What an irony it was that the very person who cheer-led the high priest of voodoo economics at a different point in political time nailed it down precisely as the danger it constitutes.
Presidential candidate George H.W. Bush, or Bush the Elder, sought the Republican nomination in 1980 at a time when the eastern Republican Party establishment was on its last legs.
This was not the same Bush we saw eight years later exploiting through communications mudmeister Lee Atwater bogus issues like Willie Horton and the Pledge of Allegiance while solidly touting his membership in the National Rifle Association.
The George Bush of 1988 positioned himself in many ways like his son 12 years later as a grand Texas cowboy, a good old gun touting American buttressed by God, Mom, apple pie and the flag.
In the preceding two presidential election cycles since Bush had initially sought the Republican nomination, the candidate that Richard Nixon derided as "the kind of guy who gets appointed to things" had conveniently abandoned and forgotten the soundest, most intelligent political policy observation of his career.
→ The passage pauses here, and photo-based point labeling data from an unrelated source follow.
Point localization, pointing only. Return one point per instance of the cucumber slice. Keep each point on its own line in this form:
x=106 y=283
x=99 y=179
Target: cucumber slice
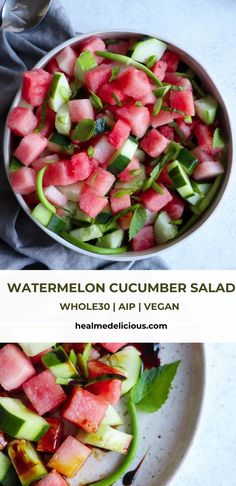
x=122 y=157
x=206 y=108
x=20 y=422
x=63 y=121
x=32 y=349
x=26 y=461
x=59 y=363
x=112 y=240
x=85 y=62
x=180 y=179
x=107 y=438
x=112 y=418
x=129 y=361
x=59 y=92
x=85 y=234
x=164 y=229
x=42 y=214
x=147 y=48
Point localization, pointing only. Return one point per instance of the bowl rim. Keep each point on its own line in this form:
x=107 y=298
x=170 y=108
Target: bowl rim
x=215 y=204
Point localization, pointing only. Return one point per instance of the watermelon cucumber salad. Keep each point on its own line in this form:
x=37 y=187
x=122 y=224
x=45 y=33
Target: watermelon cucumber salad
x=44 y=388
x=116 y=146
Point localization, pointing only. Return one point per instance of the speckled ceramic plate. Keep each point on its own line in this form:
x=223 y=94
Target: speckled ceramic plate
x=166 y=435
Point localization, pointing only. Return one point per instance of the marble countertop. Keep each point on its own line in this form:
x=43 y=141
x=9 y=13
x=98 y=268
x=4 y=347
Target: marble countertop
x=207 y=29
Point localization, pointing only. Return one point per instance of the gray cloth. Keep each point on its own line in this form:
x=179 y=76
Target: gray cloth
x=22 y=243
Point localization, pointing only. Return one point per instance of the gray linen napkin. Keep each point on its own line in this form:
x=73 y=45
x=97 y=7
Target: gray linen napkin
x=22 y=243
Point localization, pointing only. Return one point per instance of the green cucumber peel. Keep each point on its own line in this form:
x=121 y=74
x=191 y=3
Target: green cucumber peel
x=116 y=475
x=129 y=62
x=40 y=193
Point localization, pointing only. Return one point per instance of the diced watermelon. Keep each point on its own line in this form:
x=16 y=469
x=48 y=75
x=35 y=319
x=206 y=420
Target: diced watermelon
x=101 y=181
x=155 y=201
x=35 y=86
x=66 y=60
x=22 y=121
x=113 y=347
x=85 y=409
x=110 y=390
x=80 y=109
x=134 y=83
x=183 y=101
x=98 y=76
x=175 y=208
x=103 y=150
x=23 y=180
x=121 y=47
x=137 y=117
x=51 y=441
x=95 y=44
x=159 y=69
x=162 y=118
x=15 y=367
x=44 y=393
x=30 y=147
x=52 y=479
x=126 y=174
x=167 y=132
x=119 y=203
x=110 y=91
x=70 y=457
x=119 y=134
x=208 y=170
x=90 y=202
x=144 y=240
x=154 y=143
x=172 y=59
x=55 y=196
x=81 y=166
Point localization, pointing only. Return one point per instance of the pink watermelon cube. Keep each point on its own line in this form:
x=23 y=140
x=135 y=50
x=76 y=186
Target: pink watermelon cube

This was the George Bush who constituted the last gasp of the eastern Republican establishment, a candidate who identified with his New England roots and rejected the kind of corporate radical conservatism that Ronald Reagan and his California colleagues were packaging.
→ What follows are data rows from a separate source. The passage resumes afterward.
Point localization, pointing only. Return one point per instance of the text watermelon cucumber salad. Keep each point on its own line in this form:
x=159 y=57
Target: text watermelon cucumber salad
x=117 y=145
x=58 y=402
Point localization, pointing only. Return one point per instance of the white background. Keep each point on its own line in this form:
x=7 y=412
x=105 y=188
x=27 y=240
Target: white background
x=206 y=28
The millionaires who constituted Reagan's kitchen cabinet when he served two terms as California governor sold him on the idea of a restoration of the trickle-down economics of presidents Warren G. Harding and Calvin Coolidge. This concept and what accompanied it resulted in the Great Depression.
Not only was money trickled down from those of great wealth to those at the bottom of the economic ladder, it was accompanied by a tenet that Reagan embraced as well. He frequently repeated the phrase of "Get the government off of people's backs."